In most cases, more code is required to perform simple actions like button clicks or simple UI changes. Perhaps simple actions and UI changes don’t have to be a part of the Redux store and can be maintained at the component level. For instance, when you interact with the price filter slider, the product view changes. This can obviously work if we have a parent component calling the child component and share properties. For complex apps, it becomes difficult to manage the state and update history between multiple components. While our application grows to a higher number of components, maintaining data consistency becomes a hairy challenge.

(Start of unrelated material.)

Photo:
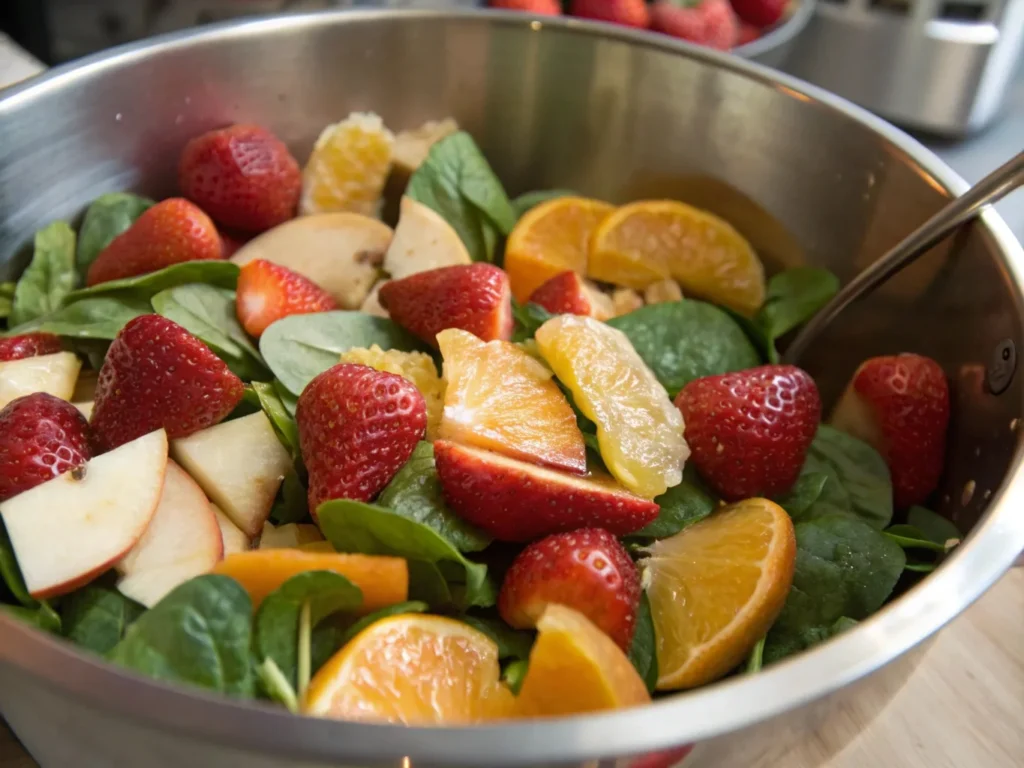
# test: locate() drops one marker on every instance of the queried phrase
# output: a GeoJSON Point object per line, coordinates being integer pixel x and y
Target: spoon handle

As we said earlier, every reducer controls one piece of the store. We package them up together into a single object (known by convention as the rootReducer) by using a Redux function called combineReducers. This allows the reducer to determine what to do based on what type of action it has received. If you haven’t run across these before, you can read more about them here. Draw out a symbolic representation of a recent React app you’ve built! Mark which components have state, and draw lines connecting them to represent props being passed.

why redux

Therefore, with redux, you can easily track down when, where, and why a component has changed. We use React Redux as the official UI binding library for React which provided a lot of performance optimizations so that a component re-renders only when it is needed. The state accepts a default value, the initialState, why redux which will be used only if the value of the state is undefined. Otherwise, the actual value of the state will be retained. We use the switch statement to select the right action. However, we need a mechanism to convert the information provided by the action and transform the state of the store.